IBS doesn’t look the same for everyone. It is typically categorised by your most frequent bowel habit:

  • IBS-D: Predominantly diarrhoea.

  • IBS-C: Predominantly constipation.

  • IBS-M (Mixed): Alternating between both diarrhoea and constipation.

4. Diagnosis is a “positive” process

In the past, IBS was a “diagnosis of exclusion,” meaning doctors only diagnosed it after every other test came back negative. Modern UK guidelines suggest a more “positive” approach. If you have typical symptoms (tummy pain linked to pooing, bloating, and changed bowel habits) and a few key blood tests rule out other things, a GP can confidently diagnose IBS without needing invasive hospital tests.

5. Stress is a trigger, not the cause

A common myth is that IBS is “all in your head” or just caused by stress. This is incorrect. While stress and anxiety can significantly worsen symptoms (because of that gut-brain link), they are triggers, not the root cause. A person can be perfectly relaxed and still experience an IBS flare due to food, hormones, or post-infectious changes in the gut.

6. The “Fecal Calprotectin” test is a game-changer

To distinguish IBS from the more serious Inflammatory Bowel Disease (IBD), doctors often use a stool test called Faecal Calprotectin. This test looks for a protein that is only present when there is active inflammation. If this test is normal, it is very likely that the symptoms are caused by IBS rather than Crohn’s or Colitis.

7. Fibre is a double-edged sword

We are often told to “eat more fiber” for gut health, but in IBS, the type of fiber matters:

  • Soluble fibre (found in oats and linseeds) acts like a gel and is generally helpful for both constipation and diarrhoea.

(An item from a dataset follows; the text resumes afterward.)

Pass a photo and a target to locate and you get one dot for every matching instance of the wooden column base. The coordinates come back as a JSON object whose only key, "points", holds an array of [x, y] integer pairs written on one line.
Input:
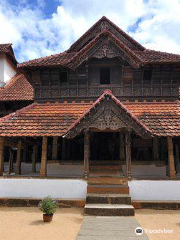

  • Insoluble fibre (found in wheat bran and whole-pills) can be like “sandpaper” on a sensitive gut and may actually make bloating and pain worse for some people.

8. The Low FODMAP diet can help

For many, certain carbohydrates are poorly absorbed in the small intestine, leading to fermentation and gas in the colon. These are known as FODMAPs. A specific, short-term elimination diet (ideally supervised by a dietitian) can help identify which of these sugars—found in foods like onions, garlic, and beans—are your personal triggers.

9. Physical activity helps the gut move

Exercise isn’t just for weight or heart health; it’s a natural pro-kinetic for the gut. Regular, gentle movement like walking or yoga can help regulate bowel contractions and, perhaps more importantly, reduce the stress hormones that frequently “fire up” an irritable bowel.

10. It does not lead to cancer

A major worry for many people with chronic bowel symptoms is the fear of something more sinister. It is important to know that IBS does not increase your risk of bowel cancer or any other serious organic disease. It is a life-altering condition because of the symptoms, but it is not life-threatening.


MyHSN Top Tip: Always look out for “Red Flag” symptoms that are not typical of IBS. If you experience unexplained weight loss, blood in your poo, or symptoms that wake you up from sleep at night, you must see your GP urgently, as these require further investigation.